Ce sont ces foules pleines de joie et d’espoir retrouvé, qui vous confient la destinée de la nation en vous tendant la clef de la maison commune dans laquelle elles aspirent à vivre ensemble en harmonie dans la paix, la stabilité, le progrès économique et social. Elles vous ont choisi parmi plusieurs prétendants pour gérer les biens communs dans le respect des règles édictées de commun accord. Vous avez réveillé en eux un nouvel espoir de vie meilleure. Ouvrez- leur les portes du paradis terrestre.

 

«Gorgui déé na. Suul leen ko» (NDLR : Le Vieux est mort, enterrez-le) : voilà le message délivré dans l’allégresse.
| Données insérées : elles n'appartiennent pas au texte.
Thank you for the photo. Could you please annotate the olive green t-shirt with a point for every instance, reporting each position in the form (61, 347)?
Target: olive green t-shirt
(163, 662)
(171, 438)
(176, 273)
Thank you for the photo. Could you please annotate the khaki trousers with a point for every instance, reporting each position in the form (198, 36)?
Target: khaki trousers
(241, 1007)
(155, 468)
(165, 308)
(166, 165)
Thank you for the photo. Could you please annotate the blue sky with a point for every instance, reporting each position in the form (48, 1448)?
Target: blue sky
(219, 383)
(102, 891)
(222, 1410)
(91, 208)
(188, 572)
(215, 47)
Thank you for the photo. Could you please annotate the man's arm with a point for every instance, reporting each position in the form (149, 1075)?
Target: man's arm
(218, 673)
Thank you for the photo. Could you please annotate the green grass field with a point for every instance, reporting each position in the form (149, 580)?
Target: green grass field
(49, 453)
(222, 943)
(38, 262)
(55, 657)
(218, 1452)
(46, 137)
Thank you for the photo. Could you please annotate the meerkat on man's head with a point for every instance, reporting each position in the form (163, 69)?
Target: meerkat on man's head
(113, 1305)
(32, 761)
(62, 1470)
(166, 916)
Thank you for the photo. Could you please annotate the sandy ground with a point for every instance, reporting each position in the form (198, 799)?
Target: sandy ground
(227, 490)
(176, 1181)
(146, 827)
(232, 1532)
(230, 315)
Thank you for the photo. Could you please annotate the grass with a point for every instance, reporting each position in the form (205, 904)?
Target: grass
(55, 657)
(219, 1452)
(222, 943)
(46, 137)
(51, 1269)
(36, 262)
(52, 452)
Elles veulent tourner définitivement la page Wade qui n’a pas été un bon chef de famille : la nourriture, l’emploi et les services sociaux de base ont manqué, les promesses non tenues, la constitution violée de façon répétée, les institutions affaiblies et discréditées, le mode de gestion de l’Etat patrimonial et les méthodes de règlement des divergences d’opinion violentes et meurtrières.

 

 

«Wade, le prestidigitateur»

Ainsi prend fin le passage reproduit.